As instructions for increasing satisfaction in my life, “Do Not Detach” seemed applicable. Certainly my weeklong stay in Seattle at Susan’s Sanctuary on Mercer Island attested to the wisdom of not detaching so easily. As I renewed our lapsed friendship, I grew aware of how often in my life I have let go of happy friendships. Susan and I were dorm mates at Occidental College in our freshman year. We both wore green beanies and memorized Yo Triumphe! Not long after we pledged different local sororities, we went our separate ways. And yet, these many years later, Susan and I reconnected in Berkeley when she read in the “Occidental” Class of 1960 that I was avidly Unitarian Universalist in San Francisco. So was she at East Shore Unitarian Church in Bellevue, Washington. In Berkeley one week, studying to be an interfaith minister, Susan contacted me and we spent meaningful time together. At our next visit in Berkeley she invited me to stay at her home when I was north for the Ring Cycle. I was grateful for her offer.
While at her home Susan and I connected with three other college acquaintances as if Seigfried’s horn had resounded to call together friends from the class of 1960. Yo Triumphe!!
I admire my girlfriend Corky who recently went to Carmel Valley with a friend she has had for 60 years. She and this friend often travel together. Corky has also stayed connected to former girlfriends whom I like very much as well as to high school and college friends. Her life has been enriched by her association with many women, some who have been in her life a very long time.
I have not tended to remain connected with people from my past the way Corky has. I know any comparison between us is not skillful. Buddhist wisdom would have me seeing no one as superior, no one as inferior and no one as equal. In other words, Do Not Compare. And yet I am willing to explore how to integrate her art of reaching out with my own more isolationist impulses.

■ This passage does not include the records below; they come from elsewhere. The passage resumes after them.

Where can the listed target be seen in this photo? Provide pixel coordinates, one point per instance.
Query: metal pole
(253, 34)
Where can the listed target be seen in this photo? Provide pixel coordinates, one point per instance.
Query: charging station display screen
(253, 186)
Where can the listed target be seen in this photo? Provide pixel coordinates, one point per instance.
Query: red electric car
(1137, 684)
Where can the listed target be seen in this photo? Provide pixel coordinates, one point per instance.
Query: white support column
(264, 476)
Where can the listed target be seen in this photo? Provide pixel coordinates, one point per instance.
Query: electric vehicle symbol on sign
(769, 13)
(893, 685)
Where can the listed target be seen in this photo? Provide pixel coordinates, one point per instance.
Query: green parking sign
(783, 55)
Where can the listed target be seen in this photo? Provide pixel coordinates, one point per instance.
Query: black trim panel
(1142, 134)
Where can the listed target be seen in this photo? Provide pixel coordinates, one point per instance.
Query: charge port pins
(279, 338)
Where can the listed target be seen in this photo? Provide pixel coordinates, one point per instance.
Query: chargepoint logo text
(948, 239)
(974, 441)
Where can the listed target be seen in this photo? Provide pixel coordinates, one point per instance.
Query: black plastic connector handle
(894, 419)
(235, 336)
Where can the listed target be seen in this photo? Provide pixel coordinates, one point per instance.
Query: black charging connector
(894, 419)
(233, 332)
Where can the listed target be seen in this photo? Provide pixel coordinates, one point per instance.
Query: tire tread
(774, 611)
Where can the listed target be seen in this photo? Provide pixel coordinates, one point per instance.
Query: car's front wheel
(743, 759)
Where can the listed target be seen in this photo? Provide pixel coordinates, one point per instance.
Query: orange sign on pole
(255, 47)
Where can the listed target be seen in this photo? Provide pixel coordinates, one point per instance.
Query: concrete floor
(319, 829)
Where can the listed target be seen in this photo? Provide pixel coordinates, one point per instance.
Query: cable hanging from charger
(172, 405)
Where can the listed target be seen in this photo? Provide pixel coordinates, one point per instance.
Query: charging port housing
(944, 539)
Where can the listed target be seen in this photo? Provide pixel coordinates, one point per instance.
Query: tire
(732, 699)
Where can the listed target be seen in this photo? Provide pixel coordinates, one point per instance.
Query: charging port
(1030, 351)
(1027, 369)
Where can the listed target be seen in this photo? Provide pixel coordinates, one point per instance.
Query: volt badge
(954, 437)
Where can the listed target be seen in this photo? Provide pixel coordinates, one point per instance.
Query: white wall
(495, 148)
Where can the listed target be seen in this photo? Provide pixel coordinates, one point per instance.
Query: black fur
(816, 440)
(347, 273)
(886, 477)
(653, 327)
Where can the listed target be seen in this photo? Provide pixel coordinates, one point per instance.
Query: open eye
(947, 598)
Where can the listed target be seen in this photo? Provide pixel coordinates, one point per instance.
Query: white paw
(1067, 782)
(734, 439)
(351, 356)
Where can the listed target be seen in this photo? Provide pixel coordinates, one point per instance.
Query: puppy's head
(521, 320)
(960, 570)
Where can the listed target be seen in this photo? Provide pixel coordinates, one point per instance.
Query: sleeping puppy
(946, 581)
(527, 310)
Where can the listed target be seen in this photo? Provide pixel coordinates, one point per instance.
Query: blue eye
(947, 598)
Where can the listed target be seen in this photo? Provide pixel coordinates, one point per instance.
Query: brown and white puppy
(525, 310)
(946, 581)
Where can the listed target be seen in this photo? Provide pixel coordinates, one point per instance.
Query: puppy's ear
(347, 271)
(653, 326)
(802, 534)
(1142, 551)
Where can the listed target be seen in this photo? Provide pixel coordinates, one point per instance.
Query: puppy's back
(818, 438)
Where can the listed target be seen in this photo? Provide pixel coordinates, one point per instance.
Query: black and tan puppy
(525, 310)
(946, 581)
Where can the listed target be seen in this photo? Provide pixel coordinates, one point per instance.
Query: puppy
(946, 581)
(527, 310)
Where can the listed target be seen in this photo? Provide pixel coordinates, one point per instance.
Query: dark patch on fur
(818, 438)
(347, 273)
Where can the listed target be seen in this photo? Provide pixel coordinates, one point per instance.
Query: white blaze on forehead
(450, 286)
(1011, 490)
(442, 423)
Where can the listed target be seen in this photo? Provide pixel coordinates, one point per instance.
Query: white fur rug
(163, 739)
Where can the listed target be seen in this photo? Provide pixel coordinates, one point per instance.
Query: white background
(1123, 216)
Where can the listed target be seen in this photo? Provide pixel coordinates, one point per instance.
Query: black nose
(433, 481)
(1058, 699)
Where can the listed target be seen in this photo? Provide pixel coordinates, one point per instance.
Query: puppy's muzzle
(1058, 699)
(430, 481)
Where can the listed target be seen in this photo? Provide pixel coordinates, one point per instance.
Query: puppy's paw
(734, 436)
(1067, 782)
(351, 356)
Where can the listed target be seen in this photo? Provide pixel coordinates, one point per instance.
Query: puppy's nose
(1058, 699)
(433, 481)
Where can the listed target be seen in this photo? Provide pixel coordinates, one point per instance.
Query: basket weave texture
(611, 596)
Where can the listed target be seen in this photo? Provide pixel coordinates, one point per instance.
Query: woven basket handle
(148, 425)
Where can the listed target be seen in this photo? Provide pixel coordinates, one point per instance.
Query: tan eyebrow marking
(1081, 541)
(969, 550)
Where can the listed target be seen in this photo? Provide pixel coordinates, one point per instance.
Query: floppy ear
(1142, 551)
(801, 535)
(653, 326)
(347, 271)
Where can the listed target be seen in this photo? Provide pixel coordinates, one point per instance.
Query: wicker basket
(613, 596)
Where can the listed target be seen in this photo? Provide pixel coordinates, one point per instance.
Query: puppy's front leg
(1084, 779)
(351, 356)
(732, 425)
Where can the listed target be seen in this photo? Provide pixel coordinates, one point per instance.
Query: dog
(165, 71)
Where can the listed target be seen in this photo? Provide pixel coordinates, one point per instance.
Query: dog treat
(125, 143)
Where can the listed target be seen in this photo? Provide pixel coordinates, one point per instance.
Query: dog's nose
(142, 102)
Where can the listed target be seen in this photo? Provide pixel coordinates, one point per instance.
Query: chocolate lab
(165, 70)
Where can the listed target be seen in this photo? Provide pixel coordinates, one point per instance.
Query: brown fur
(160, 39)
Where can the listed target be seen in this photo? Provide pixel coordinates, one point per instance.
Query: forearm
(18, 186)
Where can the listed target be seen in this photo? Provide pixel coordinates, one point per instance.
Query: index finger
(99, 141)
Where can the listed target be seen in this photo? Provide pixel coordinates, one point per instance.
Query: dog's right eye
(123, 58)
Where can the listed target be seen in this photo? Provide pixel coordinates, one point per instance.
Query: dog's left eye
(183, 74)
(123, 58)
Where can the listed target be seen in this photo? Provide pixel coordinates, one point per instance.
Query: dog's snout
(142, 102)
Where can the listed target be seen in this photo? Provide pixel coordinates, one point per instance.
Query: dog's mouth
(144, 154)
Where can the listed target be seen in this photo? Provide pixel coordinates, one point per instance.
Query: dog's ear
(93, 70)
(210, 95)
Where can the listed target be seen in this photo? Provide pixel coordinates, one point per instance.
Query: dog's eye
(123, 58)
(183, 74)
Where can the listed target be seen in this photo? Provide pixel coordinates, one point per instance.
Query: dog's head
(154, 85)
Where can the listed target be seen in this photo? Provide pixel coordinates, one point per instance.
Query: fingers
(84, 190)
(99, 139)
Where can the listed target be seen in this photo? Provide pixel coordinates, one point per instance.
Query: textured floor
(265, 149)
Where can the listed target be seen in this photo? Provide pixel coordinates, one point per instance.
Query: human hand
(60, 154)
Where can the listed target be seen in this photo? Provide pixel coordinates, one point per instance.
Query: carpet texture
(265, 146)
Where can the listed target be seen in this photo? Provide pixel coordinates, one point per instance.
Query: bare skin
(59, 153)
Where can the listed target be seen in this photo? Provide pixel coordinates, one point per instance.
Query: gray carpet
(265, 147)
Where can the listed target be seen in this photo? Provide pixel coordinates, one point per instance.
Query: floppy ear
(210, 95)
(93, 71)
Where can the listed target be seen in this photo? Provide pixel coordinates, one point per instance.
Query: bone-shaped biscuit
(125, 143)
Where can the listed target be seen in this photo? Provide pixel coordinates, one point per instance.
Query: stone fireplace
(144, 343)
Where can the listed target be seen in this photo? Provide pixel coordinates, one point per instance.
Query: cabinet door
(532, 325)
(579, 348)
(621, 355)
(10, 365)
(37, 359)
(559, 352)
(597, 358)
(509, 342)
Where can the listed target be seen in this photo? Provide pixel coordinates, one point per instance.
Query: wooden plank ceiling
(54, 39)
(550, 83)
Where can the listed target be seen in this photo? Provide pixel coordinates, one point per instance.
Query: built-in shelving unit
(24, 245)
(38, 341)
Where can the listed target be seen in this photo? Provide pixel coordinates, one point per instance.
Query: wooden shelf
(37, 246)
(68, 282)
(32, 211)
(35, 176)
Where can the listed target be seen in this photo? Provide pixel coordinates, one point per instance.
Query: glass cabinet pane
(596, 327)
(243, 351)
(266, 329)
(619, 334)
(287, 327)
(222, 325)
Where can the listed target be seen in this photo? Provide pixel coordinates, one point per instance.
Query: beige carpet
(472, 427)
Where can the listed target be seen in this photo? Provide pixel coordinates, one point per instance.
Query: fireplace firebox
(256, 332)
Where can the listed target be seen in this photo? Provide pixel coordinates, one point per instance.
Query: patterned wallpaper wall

Having recently enjoyed this renewed connection with Susan, I can’t help but call to mind the other really important friends I cherished all the years I lived in Southern California and how easy it was to move away and detach from those connections.
Fresh from my second recent Ring Cycle and having signed up once again to usher at the San Francisco Opera, I am grateful to my Southern California friend Margie. She insisted I should go to at least one opera before my avowed aversion to the art form hardened. It was as her guest in Los Angeles on September 20, 1996 at a performance of “Norma” by Vincenzo Bellini that I knew I loved opera. Over the years, she and I have not kept in contact although she frequently emails poems she really likes and I can find my name on a long email list among the many people to whom she has remained connected. Maybe it’s time to reach out to her again.
I see that it has been my way to lose touch with people who have mattered in my life, although I feel pretty sure that when we do meet again, our friendships will flow. Of course I could send an email or call them, couldn’t I? I do want them to know they are in my heart. Like Seigfried, I need to get on the horn.